Illustration of Rubix Security, including a list of core infrastructure security features.

High availability

High availability is interwoven with Rubix’s approach to ephemerality; nodes in Rubix environments cannot live longer than 48 hours. This ensures that every service, whether the user-facing Ontology Manager or a backend service for transforming streams, is designed for disruption and resilient failover. Rubix also reduces the need for manual interventions from infrastructure teams, since outdated instances are automatically replaced, and the logic that drives this replacement contains encoded learnings from global performance.

From a security perspective, aggressive node cycling ensures that compromising a single node is insufficient for an attacker to gain persistent access to an environment. Operationally, this ephemerality works in tandem with a multidimensional node draining and termination pipeline that utilizes policy-driven node selection, to gracefully avoid destabilization.

Rubix as a substrate for Palantir services

Rubix drives efficiency for infrastructure, platform, and customer teams alike. By providing a secure and consistent substrate for Palantir’s core services, it enables infrastructure teams to deploy AIP, Foundry, Apollo, and dependent offerings across AWS, Azure, Google Cloud, Oracle Cloud, or on-premises environments — with identical operational characteristics.

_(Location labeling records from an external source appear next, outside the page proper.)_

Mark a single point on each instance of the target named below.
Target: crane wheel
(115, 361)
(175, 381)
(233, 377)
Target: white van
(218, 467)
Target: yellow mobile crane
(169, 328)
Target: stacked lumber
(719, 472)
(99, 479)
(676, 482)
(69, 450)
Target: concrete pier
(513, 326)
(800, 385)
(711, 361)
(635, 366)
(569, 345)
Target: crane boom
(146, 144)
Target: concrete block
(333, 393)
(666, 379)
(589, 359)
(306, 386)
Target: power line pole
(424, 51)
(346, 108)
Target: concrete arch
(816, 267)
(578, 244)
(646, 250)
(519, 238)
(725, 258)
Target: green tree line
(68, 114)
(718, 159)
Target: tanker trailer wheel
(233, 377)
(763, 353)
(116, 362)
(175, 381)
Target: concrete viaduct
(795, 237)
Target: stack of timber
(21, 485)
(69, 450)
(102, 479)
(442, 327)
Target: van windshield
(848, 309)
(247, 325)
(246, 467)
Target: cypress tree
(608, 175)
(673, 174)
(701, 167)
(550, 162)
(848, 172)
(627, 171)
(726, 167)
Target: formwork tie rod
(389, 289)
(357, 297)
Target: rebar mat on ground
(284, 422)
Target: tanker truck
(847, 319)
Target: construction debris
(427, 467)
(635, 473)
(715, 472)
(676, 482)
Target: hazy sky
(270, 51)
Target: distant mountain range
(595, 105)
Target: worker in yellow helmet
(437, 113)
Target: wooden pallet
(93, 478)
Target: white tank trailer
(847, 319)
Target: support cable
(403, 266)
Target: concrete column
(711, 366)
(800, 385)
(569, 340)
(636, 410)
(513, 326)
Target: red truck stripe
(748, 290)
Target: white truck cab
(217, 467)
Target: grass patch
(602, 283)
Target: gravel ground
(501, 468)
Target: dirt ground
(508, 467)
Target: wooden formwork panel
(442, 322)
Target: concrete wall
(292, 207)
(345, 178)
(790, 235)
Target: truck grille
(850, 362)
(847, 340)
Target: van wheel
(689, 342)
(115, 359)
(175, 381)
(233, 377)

For Palantir teams shipping new features and services into the managed infrastructure, Rubix provides a reliable and uniform substrate that abstracts away the peculiarities of different environments and providers.

For customer developers looking to securely host custom applications, containerized models, and other Kubernetes-compliant workloads (e.g., through Compute Modules), all of Rubix’s core benefits can be transparently leveraged. This includes intelligent workload distribution, a range of sophisticated demand-sensing algorithms, and other features that drive continuous cost optimization.

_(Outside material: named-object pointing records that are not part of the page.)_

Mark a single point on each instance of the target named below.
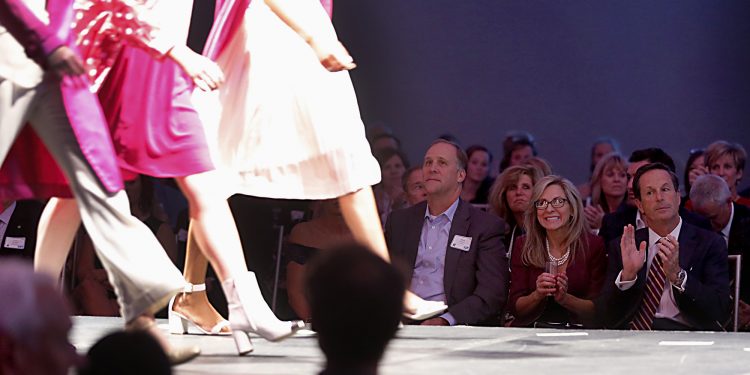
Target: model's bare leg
(361, 215)
(55, 234)
(195, 305)
(216, 234)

Apollo and "Day 2" operations

Rubix works in concert with Apollo to provide a powerful mission control for “Day 2" infrastructure operations.

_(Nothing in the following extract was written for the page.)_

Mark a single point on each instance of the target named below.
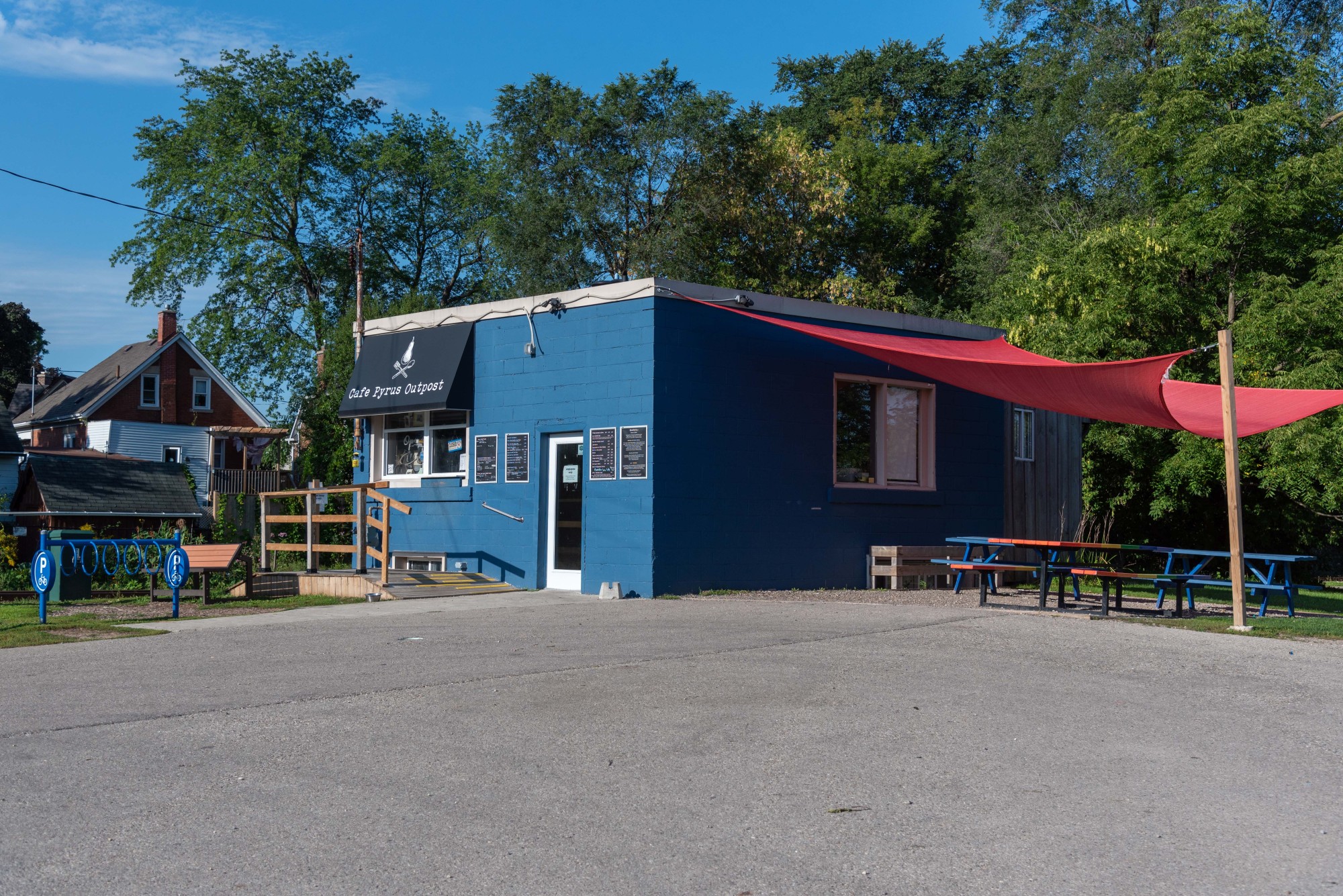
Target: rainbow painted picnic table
(1055, 558)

Among Apollo’s responsibilities is the computation and transmission of plans for installations, upgrades, and rollbacks for each of the hundreds of services in a given Palantir environment.

To ensure zero-downtime upgrades, Apollo requires that every software service is deployed in a multi-node configuration that is designed for "blue/green" rollout strategies. In contrast to all-at-once rollout strategies, the blue/green paradigm first builds a parallel green environment and monitors its performance alongside the existing blue environment. If the green environment operates successfully for a specified period of time, traffic is gradually redirected away from blue nodes to green nodes (and the blue nodes are simply destroyed, per enforced cycling).

This zero-downtime architecture would not be possible without Rubix’s opinionated API layer, which Apollo leverages to translate complex deployment intentions into resource-level instructions for service creation, status monitoring, product revision management, configuration management, and more.

Build once, run anywhere

Rubix provides the foundation for Palantir’s “write once, ship anywhere” development philosophy. Rubix takes the core benefits of Kubernetes and supercharges them with the security, high availability, and deployability features needed to rapidly release software into the most critical environments in the world.

In addition to enabling Palantir’s developer teams, Rubix now empowers software teams looking to deploy their own end-to-end solutions into regulated environments (enabling them to achieving FedRAMP compliance through Palantir FedStart).

Rubix also enables entire government agencies to securely expedite vendor onboarding and management through the Mission Manager offering. As Palantir’s customers and partners continue to pursue their most critical missions and challenge the outdated orthodoxies that have long governed software infrastructure, Rubix will continue to evolve to support their most pressing needs.